“I do not like them, Sam-I-Am. I do not like green eggs and ham.” - Dr. Seuss
The first jailhouse interview is out and we’ve learned that FTX founder Sam Bankman-Fried has discovered the currency of the future, or at least his future: Beans and rice.
The fuzzy-headed vegetarian – now known as inmate 37244-510 in the Metropolitan Detention Center, Brooklyn – gave his first post-conviction interview to William D. Cohan of Puck, published May 9, and it sounds like his multibillion-dollar fintech machinations have been blasted back to the Bronze Age.
“The rice he buys at the prison commissary has become one of the currencies of the realm inside MDC,” Cohan writes. “We joked briefly about how the arbitrage opportunities in jail were better than anything he experienced trading crypto at Jane Street Capital or buying and selling assets at Alameda.”
Jane Street Capital was where Bankman-Fried honed his quantitative crypto-currency trading skills and Alameda, an early-stage venture capital firm, was where he illegally stuffed billions of dollars of FTX customer funds.
On March 28, Bankman-Fried, 32, received a 25-year prison sentence and a court order to forfeit $11 billion following his conviction on seven counts of fraud, conspiracy and money laundering.

Bankman-Fried gave Cohan a jailhouse interview that was about as bland as his diet – particularly compared to say, Ponzi magnate Bernie Madoff, who bemoaned the damage he’d done to his family in his first jailhouse interview in 2011 with New York Times reporter Diana Henriques.
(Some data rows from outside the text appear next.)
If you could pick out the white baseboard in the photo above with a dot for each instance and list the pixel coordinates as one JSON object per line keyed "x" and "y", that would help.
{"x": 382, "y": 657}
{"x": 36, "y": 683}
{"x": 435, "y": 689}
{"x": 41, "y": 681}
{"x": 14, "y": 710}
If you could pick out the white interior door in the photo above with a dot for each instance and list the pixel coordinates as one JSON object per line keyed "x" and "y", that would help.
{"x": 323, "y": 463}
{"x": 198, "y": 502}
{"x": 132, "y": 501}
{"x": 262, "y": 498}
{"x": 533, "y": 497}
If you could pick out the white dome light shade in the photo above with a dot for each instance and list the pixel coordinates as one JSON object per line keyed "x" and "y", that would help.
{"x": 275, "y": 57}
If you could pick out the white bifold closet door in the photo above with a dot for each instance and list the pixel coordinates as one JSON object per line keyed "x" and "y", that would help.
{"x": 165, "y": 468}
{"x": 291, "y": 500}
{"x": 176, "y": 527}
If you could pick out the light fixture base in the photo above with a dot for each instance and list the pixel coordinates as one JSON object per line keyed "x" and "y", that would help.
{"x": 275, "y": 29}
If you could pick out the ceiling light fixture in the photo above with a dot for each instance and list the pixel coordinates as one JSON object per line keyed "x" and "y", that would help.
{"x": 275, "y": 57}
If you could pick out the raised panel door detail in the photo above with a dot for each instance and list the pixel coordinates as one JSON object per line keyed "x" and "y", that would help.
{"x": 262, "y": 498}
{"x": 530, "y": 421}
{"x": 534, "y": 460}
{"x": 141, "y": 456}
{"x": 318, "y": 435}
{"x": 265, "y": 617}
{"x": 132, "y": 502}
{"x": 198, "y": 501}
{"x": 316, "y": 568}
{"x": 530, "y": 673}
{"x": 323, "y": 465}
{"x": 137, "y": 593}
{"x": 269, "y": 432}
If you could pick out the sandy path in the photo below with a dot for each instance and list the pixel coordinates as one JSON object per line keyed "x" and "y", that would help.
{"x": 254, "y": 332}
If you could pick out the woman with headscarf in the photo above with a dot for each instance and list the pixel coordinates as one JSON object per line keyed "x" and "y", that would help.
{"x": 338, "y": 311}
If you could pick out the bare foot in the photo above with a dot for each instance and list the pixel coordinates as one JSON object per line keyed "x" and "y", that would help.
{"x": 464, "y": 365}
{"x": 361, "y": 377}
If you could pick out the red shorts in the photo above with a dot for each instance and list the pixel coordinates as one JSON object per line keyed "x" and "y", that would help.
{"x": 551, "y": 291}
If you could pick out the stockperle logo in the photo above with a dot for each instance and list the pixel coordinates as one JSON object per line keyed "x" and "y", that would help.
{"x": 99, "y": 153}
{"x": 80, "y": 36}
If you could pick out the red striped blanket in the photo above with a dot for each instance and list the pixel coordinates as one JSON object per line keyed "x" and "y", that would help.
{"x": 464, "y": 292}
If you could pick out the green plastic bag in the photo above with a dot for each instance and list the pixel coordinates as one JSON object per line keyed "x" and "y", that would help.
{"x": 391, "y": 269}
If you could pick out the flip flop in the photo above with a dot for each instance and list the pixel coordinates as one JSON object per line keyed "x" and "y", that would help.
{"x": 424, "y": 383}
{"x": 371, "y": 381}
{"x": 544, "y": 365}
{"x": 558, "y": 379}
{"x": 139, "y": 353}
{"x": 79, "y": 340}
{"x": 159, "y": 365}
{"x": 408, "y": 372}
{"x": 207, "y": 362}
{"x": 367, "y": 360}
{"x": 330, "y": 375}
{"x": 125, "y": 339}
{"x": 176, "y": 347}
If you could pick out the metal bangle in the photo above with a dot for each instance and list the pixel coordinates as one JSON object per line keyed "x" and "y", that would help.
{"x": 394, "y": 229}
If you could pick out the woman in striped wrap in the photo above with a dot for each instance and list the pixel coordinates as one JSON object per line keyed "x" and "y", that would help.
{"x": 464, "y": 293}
Madoff, who had always acknowledged his guilt, said he couldn’t believe how long he’d gotten away with his crimes without the banks ratting him out. “They had to know,” Madoff told Henriques. “But the attitude was sort of, ‘If you’re doing something wrong, we don’t want to know.’ ”
All Cohan got was Bankman-Fried’s adamance on innocence, regrets about listening to his lawyers, and hopes for a long-shot appeal filed in April.
“We didn’t talk about his trial strategy or whether he intentionally siphoned off the $8 billion of FTX customer funds into Alameda.”
Cohan wasn’t allowed to bring a recording device or even a notepad into the 75-minute interview, so his piece doesn’t even have a pithy quote from Bankman-Fried.